Best for: developers who want API access without infrastructure overhead.
OpenRouter
Nemotron 3 Ultra is available on OpenRouter's multi-model API. If you are already using OpenRouter for model routing, add Nemotron 3 Ultra as an option by selecting it from the model dropdown at openrouter.ai. OpenRouter pricing for Ultra has not been confirmed at time of writing - check openrouter.ai/models for current rates.
Best for: teams already on OpenRouter who want to route specific tasks to Ultra.
ModelScope
Available on ModelScope at modelscope.cn - same weights as the Hugging Face release. Preferred by developers in Asia-Pacific who use ModelScope as their primary model repository.
Best for: Asia-Pacific developers preferring ModelScope infrastructure.
Hardware Requirements - What You Actually Need to Run It
| Setup |
Can Run Ultra? |
Notes |
| Consumer PC (RTX 4090 / 5090) |
No |
Insufficient VRAM even at 4-bit quantization for 550B |
| Mac Studio / Mac Pro (M3/M4 Ultra) |
No |
Unified memory insufficient; CUDA not supported |
| 8x A100 80GB server |
Marginal |
Possible at aggressive quantization; throughput will be limited |
| 8x H100 80GB server |
Yes |
Comfortable at FP8; production-grade throughput achievable |
| NVIDIA DGX H100 / H200 |
Yes |
Optimal; native NVLink bandwidth enables full-speed inference |
| HP DGX Station (GB300 Grace Blackwell Ultra) |
August 2026 |
775GB coherent unified memory; deskside on-premises deployment |
The hardware picture changes significantly in August 2026 when HP ships the DGX Station for Windows - NVIDIA's new deskside workstation running the GB300 Grace Blackwell Ultra superchip with 775GB of coherent unified memory. That is enough to run Nemotron 3 Ultra at production-grade throughput locally, without cloud dependency. Asus, Dell, Supermicro, MSI, and Gigabyte have Q4 2026 DGX Station releases planned.
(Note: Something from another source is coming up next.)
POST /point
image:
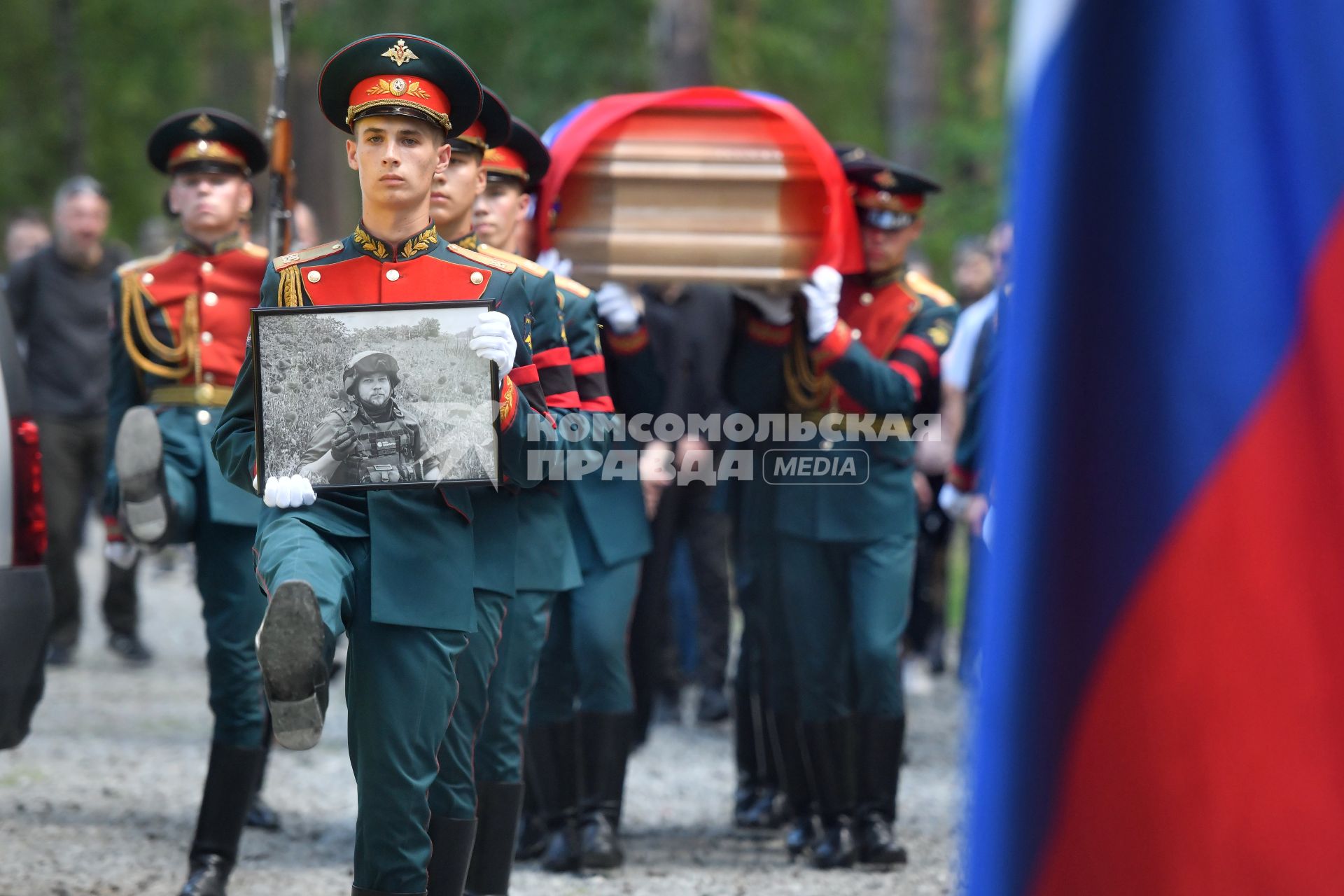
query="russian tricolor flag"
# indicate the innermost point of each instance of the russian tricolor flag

RTX Spark laptops (the Surface Laptop Ultra and others) arrive in fall 2026 with enough unified memory to run the Nano and Super tiers locally but not Ultra.
What Nemotron 3 Ultra Is Good For - and Where It Falls Short
Ultra is designed specifically for agentic AI workloads - tasks that require planning, multi-step execution, and tool use across long sessions. NVIDIA benchmarked it on scenarios like autonomous code review pipelines, multi-document research summarization, and complex data transformation workflows. The 300+ tokens per second throughput matters here: when an agent is running multiple steps in sequence, latency compounds. At 3-6x the output speed of comparable Chinese open models, Ultra can complete agentic tasks faster than Kimi K2.6 or DeepSeek V4 Pro despite trailing them on raw intelligence scores.
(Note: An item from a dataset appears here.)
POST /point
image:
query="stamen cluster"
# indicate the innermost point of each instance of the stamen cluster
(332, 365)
Where Ultra falls short: the raw intelligence gap with Chinese open models (Intelligence Index 48 vs Kimi K2.6's 54, DeepSeek V4 Pro above that) is real. For tasks that require maximum reasoning depth - hard mathematics, competitive programming problems, complex multi-hop research - the Chinese open leaders still outperform. For enterprise teams that need US-jurisdiction open-weights infrastructure, or teams where inference speed and cost matter more than maximum reasoning depth, Ultra is the right choice today.
Frequently Asked Questions
Is Nemotron 3 Ultra free to use?
The weights on Hugging Face are free to download under NVIDIA's open model license. Running them requires your own GPU infrastructure, which is not free. API access via NVIDIA NIM and OpenRouter is paid on a per-token basis - pricing was not confirmed at time of writing. Check build.nvidia.com and openrouter.ai/models for current rates.
Can I fine-tune Nemotron 3 Ultra?
Yes - open weights means you can fine-tune. NVIDIA published training recipes alongside the weights. Fine-tuning a 550B parameter model requires significant GPU infrastructure and is not practical for most teams without access to a DGX cluster or equivalent. LoRA and QLoRA fine-tuning on the 55B active-parameter MoE architecture is more tractable than full fine-tuning - check the NVIDIA-NeMo GitHub repository for fine-tuning recipes and examples.
How does the Nemotron 3 license differ from Meta Llama or Mistral?
NVIDIA's open model license is more permissive than Meta's Llama license for most commercial use cases. Check the license file on the Hugging Face model card for the exact terms - as with all open-weight models, commercial use restrictions vary and should be verified before production deployment.